For a court to entertain an action for declaratory judgment
under G. L. c. 231A, § 1, the plaintiff must allege "an 'actual
controversy' [and] . . . demonstrate the requisite legal
standing to secure its resolution." Massachusetts Ass'n of
Indep. Ins. Agents & Brokers, Inc. v. Commissioner of Ins., 373
Mass. 290, 292 (1977). Where, as here, the plaintiff's claim
"involves a dispute over an official interpretation of a statute
and the validity of a regulation promulgated pursuant to that
interpretation, a justiciable controversy exists." Id. at 293.
Standing, however, only exists where a party can allege
individualized harm, Sudbury v. Massachusetts Bay Transp. Auth.,
11
485 Mass. 774, 780 (2020), "within the area of concern of the
statute or regulatory scheme under which the injurious action
has occurred." Massachusetts Ass'n of Indep. Ins. Agents &
Brokers, Inc., supra at 293. In contrast to their claims under
G. L. c. 40A, the plaintiffs do not enjoy a presumption of
standing as abutters to the property. See Enos v. Secretary of
Envtl. Affairs, 432 Mass. 132, 135 (2000).
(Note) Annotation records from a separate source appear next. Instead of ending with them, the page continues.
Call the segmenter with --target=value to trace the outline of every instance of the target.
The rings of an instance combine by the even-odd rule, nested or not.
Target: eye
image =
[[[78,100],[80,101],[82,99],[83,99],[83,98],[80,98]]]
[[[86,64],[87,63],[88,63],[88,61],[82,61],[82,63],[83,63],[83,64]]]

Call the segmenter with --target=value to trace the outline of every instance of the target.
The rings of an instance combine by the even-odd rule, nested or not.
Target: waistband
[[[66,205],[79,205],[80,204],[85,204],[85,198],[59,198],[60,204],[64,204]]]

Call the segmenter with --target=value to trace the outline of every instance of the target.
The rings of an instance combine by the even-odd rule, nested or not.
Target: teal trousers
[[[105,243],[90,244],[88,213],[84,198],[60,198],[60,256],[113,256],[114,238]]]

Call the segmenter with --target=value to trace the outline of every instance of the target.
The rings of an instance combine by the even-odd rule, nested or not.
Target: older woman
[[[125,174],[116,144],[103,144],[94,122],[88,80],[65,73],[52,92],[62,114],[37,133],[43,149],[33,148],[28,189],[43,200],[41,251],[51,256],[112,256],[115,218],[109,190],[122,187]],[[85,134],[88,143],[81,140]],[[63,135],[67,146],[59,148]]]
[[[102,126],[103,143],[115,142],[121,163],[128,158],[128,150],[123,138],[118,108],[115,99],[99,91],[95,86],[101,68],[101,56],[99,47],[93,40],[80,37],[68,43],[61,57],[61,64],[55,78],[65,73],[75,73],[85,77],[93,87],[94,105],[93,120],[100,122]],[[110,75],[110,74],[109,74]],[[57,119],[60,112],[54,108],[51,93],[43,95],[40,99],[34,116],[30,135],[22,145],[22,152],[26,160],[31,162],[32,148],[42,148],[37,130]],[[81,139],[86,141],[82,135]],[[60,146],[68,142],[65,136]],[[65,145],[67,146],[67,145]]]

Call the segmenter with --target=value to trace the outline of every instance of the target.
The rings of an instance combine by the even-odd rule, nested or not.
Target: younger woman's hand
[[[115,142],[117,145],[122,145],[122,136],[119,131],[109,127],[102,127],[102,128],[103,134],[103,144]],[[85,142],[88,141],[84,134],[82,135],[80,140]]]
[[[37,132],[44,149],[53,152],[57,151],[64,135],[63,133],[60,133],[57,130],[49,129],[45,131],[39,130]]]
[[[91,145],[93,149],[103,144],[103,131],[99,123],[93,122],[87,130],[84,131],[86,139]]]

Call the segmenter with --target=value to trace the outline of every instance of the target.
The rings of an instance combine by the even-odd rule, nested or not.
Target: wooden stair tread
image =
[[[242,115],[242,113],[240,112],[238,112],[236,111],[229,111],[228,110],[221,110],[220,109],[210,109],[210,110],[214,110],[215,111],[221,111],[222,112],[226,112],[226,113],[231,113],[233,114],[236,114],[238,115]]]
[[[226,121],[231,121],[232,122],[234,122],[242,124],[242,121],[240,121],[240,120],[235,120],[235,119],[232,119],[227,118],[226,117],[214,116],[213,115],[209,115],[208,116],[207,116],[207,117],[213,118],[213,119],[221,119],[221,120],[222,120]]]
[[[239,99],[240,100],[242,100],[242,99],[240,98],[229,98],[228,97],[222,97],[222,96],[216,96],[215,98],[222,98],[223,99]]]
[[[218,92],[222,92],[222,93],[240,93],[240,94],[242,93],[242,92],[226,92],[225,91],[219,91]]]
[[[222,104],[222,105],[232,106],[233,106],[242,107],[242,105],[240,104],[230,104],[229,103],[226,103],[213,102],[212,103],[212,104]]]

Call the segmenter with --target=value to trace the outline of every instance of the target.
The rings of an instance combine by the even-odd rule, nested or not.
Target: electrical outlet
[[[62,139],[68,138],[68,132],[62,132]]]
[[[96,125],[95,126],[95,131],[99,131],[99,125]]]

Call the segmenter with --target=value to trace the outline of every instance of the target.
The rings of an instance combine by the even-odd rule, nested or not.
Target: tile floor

For the reasons we
have already discussed, the plaintiffs have failed to do more
than speculate about what harm, if any, they are likely to
suffer as a result of the increased density occasioned by the
board's issuance of a special permit for UCR's development of
the property.7 Because they have failed to demonstrate standing
to pursue their declaratory judgment claim, summary judgment in
favor of the defendants on that claim was proper.
Judgment affirmed.
By the Court (Wolohojian,
Singh & Hand, JJ.8),
Clerk
Entered: August 25, 2023.
7 Nothing in this decision should be read to conflate the
standards applicable to the plaintiffs' various claims in this
case.
8 The panelists are listed in order of seniority.